Quand la disparition de Charles Aznavour ou celle de Jean-Pierre Bacri est annoncée par l’AFP, à une ou deux minutes du flash, il faut savoir réagir, « avec un cerveau en ébullition ». L’ébullition, elle sait. « Le flash, c’est court et répétitif, et pourtant crucial pour une grande radio. Tout l’art de la Gayette, comme la surnomme Mickaël Thébault, rédacteur en chef de la matinale de France Inter, qui se plaît à chahuter avec elle, est de réussir à se renouveler d’heure en heure, avec toujours la même rigueur informative, la même clarté et la même concision, et surtout avec cette touche d’humour qui dédramatise l’actu sans jamais l’appauvrir ! Elle réussit l’impensable : donner une identité, une personnalité à un exercice qui n’en a, a priori_, aucune. C’est aussi le bon copain qu’on rêve tous d’avoir. Elle a une folie d’adolescente attardée qui n’appartient qu’à elle. »_ Comme ses passages d’antenne, souvent hilarants. Charline Vanhoenacker en témoigne : « C’est la seule journaliste qui ose, quand d’ordinaire la profession n’ose pas sortir de son périmètre. Elle n’a pas peur de plonger. Des fois, ça dépasse même ce qu’elle avait prévu ! Et elle en rit ! »

Pot-au-feu

Et comme l’info ne suffit pas à Laetitia Gayet, elle signe également, depuis 2015, une chronique sur la bande dessinée, chaque mercredi, dans la matinale du 5/7. « C’est un médium que je pensais connaître et que j’ai redécouvert, infini quand on aime le dessin, le roman graphique, le trait.
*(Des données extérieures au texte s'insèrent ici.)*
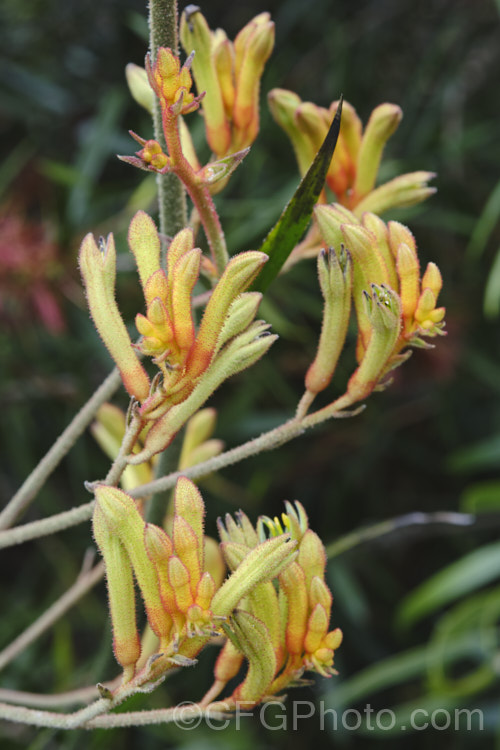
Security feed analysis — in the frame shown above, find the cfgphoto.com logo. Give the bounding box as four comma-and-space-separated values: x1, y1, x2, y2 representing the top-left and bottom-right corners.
174, 700, 483, 732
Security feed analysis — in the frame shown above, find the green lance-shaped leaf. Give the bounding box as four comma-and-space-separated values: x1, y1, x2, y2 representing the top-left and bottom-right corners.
252, 96, 343, 292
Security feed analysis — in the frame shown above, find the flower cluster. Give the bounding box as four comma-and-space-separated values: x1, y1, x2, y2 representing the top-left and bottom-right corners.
306, 204, 445, 412
93, 477, 342, 707
80, 211, 276, 463
180, 6, 274, 159
205, 502, 342, 708
268, 89, 435, 216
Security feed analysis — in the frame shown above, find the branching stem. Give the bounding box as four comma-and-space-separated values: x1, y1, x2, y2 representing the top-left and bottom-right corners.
0, 368, 121, 529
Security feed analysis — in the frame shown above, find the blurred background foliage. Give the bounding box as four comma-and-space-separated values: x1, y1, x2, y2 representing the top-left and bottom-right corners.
0, 0, 500, 750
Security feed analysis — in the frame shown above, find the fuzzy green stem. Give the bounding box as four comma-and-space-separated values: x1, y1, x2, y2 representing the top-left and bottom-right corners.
0, 701, 227, 729
163, 110, 229, 276
0, 406, 364, 549
149, 0, 187, 236
0, 368, 121, 529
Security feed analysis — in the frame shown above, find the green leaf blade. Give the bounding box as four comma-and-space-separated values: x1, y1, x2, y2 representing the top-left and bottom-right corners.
252, 95, 343, 292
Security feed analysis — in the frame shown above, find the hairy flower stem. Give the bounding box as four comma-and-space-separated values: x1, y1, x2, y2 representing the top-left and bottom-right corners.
163, 110, 229, 276
149, 0, 187, 236
0, 701, 227, 729
0, 368, 121, 529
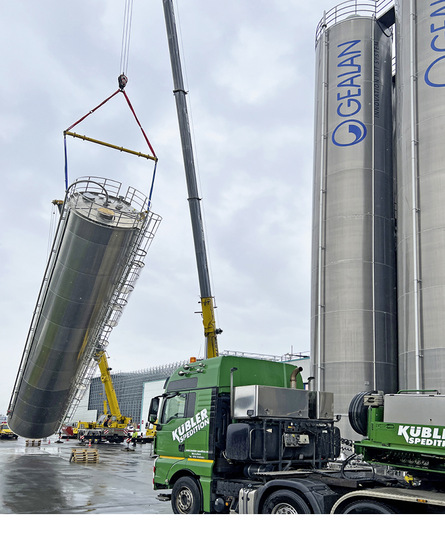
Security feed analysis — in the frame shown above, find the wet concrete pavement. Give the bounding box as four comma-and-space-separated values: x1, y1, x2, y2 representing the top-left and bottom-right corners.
0, 436, 172, 514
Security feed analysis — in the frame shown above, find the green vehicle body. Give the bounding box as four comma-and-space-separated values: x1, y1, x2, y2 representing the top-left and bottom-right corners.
354, 407, 445, 473
153, 356, 304, 512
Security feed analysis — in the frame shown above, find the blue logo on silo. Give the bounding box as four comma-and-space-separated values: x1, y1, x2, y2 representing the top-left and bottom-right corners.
424, 0, 445, 87
332, 40, 367, 146
332, 119, 367, 146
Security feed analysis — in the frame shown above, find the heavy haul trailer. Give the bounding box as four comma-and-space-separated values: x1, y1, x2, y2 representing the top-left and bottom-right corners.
149, 356, 445, 514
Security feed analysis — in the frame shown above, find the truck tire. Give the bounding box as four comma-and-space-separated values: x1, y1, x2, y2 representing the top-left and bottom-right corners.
336, 499, 398, 514
348, 391, 372, 436
171, 476, 201, 514
261, 491, 311, 514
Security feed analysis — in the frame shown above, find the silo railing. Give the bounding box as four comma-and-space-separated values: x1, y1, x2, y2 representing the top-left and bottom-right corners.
315, 0, 394, 43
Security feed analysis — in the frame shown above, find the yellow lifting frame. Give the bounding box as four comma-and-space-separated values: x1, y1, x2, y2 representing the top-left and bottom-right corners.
63, 131, 158, 161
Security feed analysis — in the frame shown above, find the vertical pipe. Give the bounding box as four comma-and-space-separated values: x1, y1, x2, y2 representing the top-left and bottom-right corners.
409, 0, 422, 389
315, 12, 328, 390
371, 17, 377, 390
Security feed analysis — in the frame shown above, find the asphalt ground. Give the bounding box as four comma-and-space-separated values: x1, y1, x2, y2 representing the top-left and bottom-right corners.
0, 436, 172, 514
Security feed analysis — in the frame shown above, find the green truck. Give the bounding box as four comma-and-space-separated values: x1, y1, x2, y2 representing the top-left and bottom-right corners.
149, 356, 445, 514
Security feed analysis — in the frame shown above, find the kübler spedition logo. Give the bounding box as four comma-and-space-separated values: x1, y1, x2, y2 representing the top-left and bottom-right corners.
332, 40, 367, 146
172, 409, 210, 442
397, 425, 445, 447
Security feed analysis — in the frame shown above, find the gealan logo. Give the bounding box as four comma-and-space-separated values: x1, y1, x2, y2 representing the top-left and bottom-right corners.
172, 409, 210, 442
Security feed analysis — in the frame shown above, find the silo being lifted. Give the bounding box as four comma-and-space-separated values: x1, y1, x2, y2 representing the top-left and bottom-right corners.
8, 177, 160, 438
311, 1, 397, 438
395, 0, 445, 393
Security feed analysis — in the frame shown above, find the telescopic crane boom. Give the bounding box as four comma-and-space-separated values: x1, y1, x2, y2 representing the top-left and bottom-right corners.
163, 0, 222, 358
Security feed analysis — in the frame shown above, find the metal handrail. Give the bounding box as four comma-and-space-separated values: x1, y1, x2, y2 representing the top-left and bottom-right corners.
315, 0, 394, 43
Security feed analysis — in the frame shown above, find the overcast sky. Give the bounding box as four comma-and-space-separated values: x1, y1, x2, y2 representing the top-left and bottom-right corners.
0, 0, 338, 413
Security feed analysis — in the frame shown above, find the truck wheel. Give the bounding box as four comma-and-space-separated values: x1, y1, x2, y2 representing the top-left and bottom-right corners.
261, 491, 311, 514
172, 476, 201, 514
337, 499, 397, 514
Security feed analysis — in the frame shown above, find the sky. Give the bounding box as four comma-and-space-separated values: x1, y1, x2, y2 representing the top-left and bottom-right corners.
0, 0, 338, 413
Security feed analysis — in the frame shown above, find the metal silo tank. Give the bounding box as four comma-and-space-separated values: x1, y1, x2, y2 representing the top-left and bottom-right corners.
395, 0, 445, 392
8, 178, 159, 438
311, 6, 397, 436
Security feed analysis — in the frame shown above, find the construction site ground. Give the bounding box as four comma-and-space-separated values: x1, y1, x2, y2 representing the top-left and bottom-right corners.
0, 436, 172, 514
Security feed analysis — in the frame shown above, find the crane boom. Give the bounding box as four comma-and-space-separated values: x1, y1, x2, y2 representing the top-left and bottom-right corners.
96, 351, 122, 421
163, 0, 222, 358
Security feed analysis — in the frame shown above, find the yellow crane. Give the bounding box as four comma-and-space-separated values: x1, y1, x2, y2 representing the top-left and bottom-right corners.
73, 351, 133, 443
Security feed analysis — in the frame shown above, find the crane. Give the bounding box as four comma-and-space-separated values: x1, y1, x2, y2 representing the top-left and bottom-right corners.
163, 0, 222, 358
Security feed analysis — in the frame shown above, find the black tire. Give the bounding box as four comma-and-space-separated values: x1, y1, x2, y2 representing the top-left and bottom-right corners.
171, 476, 202, 514
348, 391, 372, 436
261, 491, 311, 514
337, 499, 398, 514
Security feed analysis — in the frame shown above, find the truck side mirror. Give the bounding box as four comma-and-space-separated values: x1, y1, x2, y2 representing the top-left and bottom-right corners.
148, 396, 160, 424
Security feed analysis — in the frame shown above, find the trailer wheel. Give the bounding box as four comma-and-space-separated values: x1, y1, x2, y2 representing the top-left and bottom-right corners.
336, 499, 398, 514
261, 491, 311, 514
171, 476, 201, 514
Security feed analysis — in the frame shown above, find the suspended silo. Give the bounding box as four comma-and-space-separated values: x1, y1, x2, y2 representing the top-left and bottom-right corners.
311, 1, 397, 437
8, 178, 160, 438
396, 0, 445, 393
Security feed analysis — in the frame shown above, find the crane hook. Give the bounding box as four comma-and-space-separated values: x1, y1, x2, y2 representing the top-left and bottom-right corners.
117, 74, 128, 91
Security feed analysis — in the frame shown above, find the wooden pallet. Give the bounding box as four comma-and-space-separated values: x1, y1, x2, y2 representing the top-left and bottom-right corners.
70, 448, 99, 463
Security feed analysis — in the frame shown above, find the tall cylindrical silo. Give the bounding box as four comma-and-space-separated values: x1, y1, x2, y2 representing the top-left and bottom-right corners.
311, 2, 397, 437
8, 178, 159, 438
395, 0, 445, 392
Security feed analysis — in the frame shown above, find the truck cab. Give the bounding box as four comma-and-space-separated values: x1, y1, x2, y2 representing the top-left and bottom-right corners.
149, 356, 340, 513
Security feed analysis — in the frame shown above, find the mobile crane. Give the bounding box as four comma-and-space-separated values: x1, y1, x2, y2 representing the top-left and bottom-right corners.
73, 351, 132, 443
149, 356, 445, 514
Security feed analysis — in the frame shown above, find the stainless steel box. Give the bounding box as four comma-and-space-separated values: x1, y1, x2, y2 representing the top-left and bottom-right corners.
309, 391, 334, 419
233, 385, 309, 419
383, 393, 445, 426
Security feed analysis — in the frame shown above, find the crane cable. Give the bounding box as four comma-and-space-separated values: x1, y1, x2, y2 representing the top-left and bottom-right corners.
120, 0, 133, 74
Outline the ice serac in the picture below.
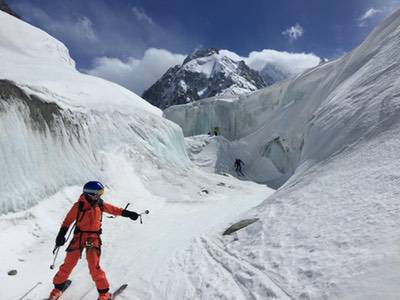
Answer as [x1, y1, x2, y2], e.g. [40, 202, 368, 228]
[0, 11, 190, 214]
[0, 0, 20, 19]
[142, 48, 271, 109]
[165, 10, 400, 299]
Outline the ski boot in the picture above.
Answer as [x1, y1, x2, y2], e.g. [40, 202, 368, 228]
[97, 293, 112, 300]
[48, 289, 62, 300]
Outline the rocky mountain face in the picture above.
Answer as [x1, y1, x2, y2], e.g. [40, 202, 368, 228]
[0, 0, 21, 19]
[142, 48, 273, 109]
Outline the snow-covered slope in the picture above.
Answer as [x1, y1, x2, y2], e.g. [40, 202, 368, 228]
[0, 12, 279, 300]
[165, 10, 400, 299]
[164, 8, 399, 185]
[143, 48, 270, 109]
[0, 12, 190, 213]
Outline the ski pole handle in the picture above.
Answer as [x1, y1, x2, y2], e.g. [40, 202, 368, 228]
[50, 246, 60, 270]
[139, 209, 150, 224]
[107, 203, 130, 219]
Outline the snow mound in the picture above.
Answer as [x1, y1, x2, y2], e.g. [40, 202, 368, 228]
[0, 11, 161, 115]
[165, 10, 400, 300]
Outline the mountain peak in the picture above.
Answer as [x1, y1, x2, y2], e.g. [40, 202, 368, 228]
[142, 48, 267, 109]
[183, 48, 219, 65]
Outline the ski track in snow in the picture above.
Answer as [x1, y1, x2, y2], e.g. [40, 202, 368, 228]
[0, 170, 272, 300]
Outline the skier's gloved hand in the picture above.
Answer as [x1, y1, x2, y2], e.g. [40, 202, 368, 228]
[56, 227, 68, 247]
[121, 209, 139, 221]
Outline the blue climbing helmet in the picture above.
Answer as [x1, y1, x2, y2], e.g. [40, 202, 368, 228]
[83, 181, 104, 196]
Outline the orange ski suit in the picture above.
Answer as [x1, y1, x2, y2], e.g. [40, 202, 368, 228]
[53, 194, 123, 292]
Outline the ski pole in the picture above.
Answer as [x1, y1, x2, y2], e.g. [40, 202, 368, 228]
[50, 246, 60, 270]
[107, 203, 130, 219]
[139, 209, 150, 224]
[50, 223, 76, 270]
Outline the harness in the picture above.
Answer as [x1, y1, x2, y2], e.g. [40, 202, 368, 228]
[67, 199, 104, 258]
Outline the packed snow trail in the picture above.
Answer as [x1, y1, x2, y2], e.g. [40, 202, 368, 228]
[0, 169, 276, 300]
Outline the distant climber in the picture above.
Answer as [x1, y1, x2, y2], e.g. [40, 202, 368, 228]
[235, 158, 244, 176]
[213, 126, 219, 136]
[49, 181, 139, 300]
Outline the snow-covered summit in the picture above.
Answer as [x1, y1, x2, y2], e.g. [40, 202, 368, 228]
[164, 10, 400, 300]
[143, 48, 266, 109]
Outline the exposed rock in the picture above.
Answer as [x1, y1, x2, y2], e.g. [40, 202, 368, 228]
[222, 218, 259, 235]
[142, 48, 267, 109]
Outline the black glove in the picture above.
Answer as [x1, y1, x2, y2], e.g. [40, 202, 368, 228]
[56, 227, 68, 247]
[121, 209, 139, 221]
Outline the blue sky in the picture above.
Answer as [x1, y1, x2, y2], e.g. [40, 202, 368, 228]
[6, 0, 400, 93]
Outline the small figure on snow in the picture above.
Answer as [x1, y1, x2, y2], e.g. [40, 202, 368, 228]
[49, 181, 139, 300]
[213, 126, 219, 136]
[235, 158, 244, 176]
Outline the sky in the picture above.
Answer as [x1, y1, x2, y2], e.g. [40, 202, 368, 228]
[5, 0, 400, 94]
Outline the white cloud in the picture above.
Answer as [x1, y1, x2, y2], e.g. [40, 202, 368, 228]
[230, 49, 320, 76]
[132, 6, 154, 24]
[359, 7, 382, 21]
[282, 23, 304, 41]
[25, 7, 97, 42]
[83, 48, 320, 95]
[84, 48, 186, 95]
[357, 7, 383, 27]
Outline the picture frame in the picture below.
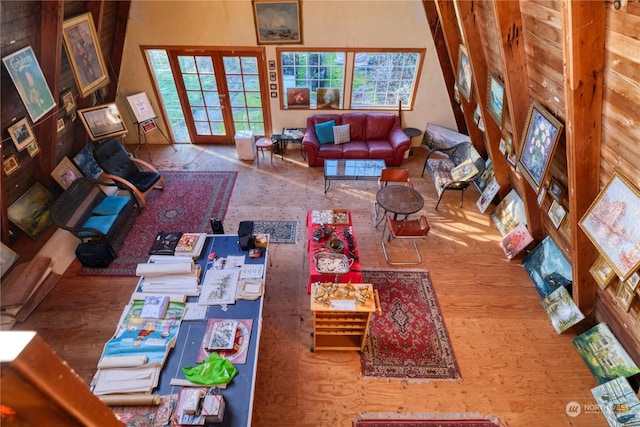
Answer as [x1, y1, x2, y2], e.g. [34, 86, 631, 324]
[487, 72, 504, 127]
[51, 157, 84, 190]
[78, 102, 128, 141]
[518, 101, 564, 193]
[616, 282, 635, 312]
[578, 171, 640, 281]
[62, 12, 109, 98]
[456, 44, 472, 102]
[2, 154, 20, 176]
[547, 200, 567, 230]
[549, 176, 565, 201]
[253, 0, 302, 44]
[2, 46, 56, 123]
[7, 182, 53, 239]
[7, 117, 36, 151]
[589, 255, 615, 290]
[27, 139, 40, 158]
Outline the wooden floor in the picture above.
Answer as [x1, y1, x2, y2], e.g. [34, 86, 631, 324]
[14, 145, 607, 427]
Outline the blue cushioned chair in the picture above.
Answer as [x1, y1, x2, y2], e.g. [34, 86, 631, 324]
[93, 138, 164, 208]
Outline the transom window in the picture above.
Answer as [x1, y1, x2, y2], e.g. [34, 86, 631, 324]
[277, 48, 424, 110]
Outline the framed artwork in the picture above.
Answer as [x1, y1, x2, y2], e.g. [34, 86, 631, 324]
[487, 73, 504, 126]
[51, 157, 82, 190]
[2, 154, 20, 176]
[27, 140, 40, 157]
[522, 236, 573, 298]
[253, 0, 302, 44]
[287, 87, 311, 108]
[589, 255, 615, 290]
[456, 44, 472, 102]
[78, 103, 127, 141]
[316, 87, 340, 110]
[578, 172, 640, 281]
[518, 101, 563, 193]
[2, 46, 56, 123]
[549, 176, 564, 201]
[616, 282, 635, 311]
[547, 200, 567, 229]
[62, 12, 109, 98]
[7, 182, 53, 239]
[7, 117, 36, 151]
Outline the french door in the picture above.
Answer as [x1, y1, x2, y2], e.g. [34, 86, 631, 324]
[165, 50, 271, 144]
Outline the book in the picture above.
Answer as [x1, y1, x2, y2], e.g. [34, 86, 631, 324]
[174, 233, 207, 258]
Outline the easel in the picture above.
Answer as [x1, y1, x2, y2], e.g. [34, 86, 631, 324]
[127, 92, 177, 157]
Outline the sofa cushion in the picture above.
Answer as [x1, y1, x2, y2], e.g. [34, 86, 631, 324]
[342, 113, 368, 141]
[333, 125, 351, 144]
[315, 120, 336, 144]
[367, 113, 396, 141]
[92, 196, 131, 215]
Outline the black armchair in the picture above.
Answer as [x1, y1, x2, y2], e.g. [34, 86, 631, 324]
[93, 138, 164, 208]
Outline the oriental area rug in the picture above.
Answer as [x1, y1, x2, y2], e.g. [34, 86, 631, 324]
[82, 171, 237, 276]
[253, 221, 300, 243]
[361, 269, 460, 381]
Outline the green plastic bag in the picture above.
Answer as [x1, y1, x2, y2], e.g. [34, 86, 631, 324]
[182, 351, 238, 385]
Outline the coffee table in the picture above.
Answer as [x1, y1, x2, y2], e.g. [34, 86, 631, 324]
[324, 159, 387, 194]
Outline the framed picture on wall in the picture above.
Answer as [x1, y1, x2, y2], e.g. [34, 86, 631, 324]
[253, 0, 302, 44]
[456, 44, 472, 102]
[62, 12, 109, 98]
[518, 101, 563, 193]
[578, 172, 640, 281]
[487, 73, 504, 126]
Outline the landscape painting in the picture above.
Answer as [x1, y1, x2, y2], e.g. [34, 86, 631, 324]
[522, 236, 573, 298]
[573, 322, 640, 384]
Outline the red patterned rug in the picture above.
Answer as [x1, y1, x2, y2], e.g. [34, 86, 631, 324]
[82, 171, 237, 276]
[361, 269, 460, 380]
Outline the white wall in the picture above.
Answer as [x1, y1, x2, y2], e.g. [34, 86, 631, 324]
[117, 0, 456, 143]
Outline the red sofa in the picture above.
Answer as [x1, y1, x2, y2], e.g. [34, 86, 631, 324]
[302, 113, 411, 166]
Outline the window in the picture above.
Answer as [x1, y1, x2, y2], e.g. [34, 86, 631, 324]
[277, 48, 424, 109]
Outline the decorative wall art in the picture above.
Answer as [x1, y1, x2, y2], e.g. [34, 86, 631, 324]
[62, 12, 109, 98]
[2, 46, 56, 123]
[579, 172, 640, 280]
[316, 87, 340, 110]
[78, 103, 127, 141]
[456, 44, 472, 102]
[253, 0, 302, 44]
[7, 117, 36, 151]
[7, 182, 53, 239]
[51, 157, 83, 190]
[487, 73, 504, 126]
[518, 101, 563, 193]
[287, 87, 311, 108]
[522, 236, 573, 298]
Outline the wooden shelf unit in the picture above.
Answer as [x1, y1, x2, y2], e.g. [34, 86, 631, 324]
[311, 283, 380, 351]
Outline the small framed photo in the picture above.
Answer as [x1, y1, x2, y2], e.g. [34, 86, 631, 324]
[616, 282, 635, 311]
[27, 139, 40, 157]
[8, 117, 36, 151]
[2, 154, 20, 176]
[549, 176, 564, 201]
[78, 102, 127, 141]
[589, 255, 615, 290]
[547, 200, 567, 229]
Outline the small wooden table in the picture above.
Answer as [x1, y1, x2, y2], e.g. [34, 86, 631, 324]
[311, 282, 380, 351]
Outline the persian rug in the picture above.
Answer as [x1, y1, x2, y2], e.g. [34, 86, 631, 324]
[361, 269, 460, 380]
[82, 171, 237, 276]
[253, 221, 300, 243]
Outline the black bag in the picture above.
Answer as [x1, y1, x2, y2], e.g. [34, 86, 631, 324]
[238, 221, 256, 251]
[76, 240, 117, 268]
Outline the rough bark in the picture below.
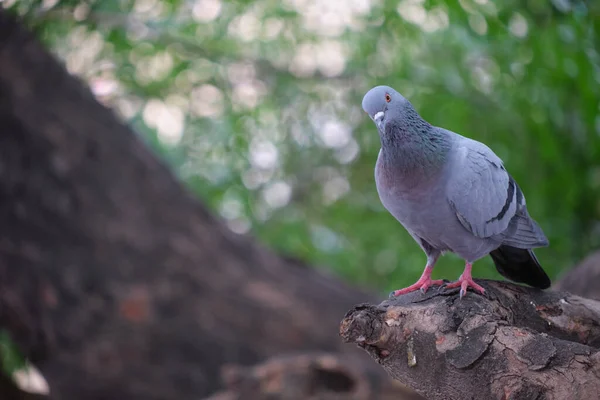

C’est un genre, particulièrement riche et foisonnant, qu’on a mis en avant pour les enfants mais qui s’adresse, selon les œuvres, à tout le monde. » Marquée par Thorgal (scénarisé par Jean Van Hamme et dessiné par Grzegorz Rosinski), qu’elle a découvert en commençant par le tome V de la collection, la chroniqueuse apprécie d’autant plus l’exercice qu’elle est entièrement libre de ses choix. « Je vais donc traiter très peu les bédéistes connus parce que, mon truc, c’est d’aller vers la bande dessinée qu’on n’aurait pas imaginé lire. » Seule ambition : le plaisir. Le goût de découvrir, de transmettre ses curiosités, sa pleine musette d’expériences, en réserviste citoyenne (également), jusqu’à l’éducation aux médias.

Autre marotte, la bonne chère. Elle qui se souvient du fameux pot-au-feu de sa grand-mère, qui s’amuse, sans maîtriser les tours de main en cuisine, à brosser, reproduire le repas idéal en fonction des meilleures assiettes dégustées en caboulots dans l’année, plat après plat. Avec, mine de rien, l’air de ne pas y toucher, tout se passe comme s’il fallait faire les choses sérieusement, sans se prendre au sérieux. À l’image de son mode de déplacement dans Paris : en trottinette.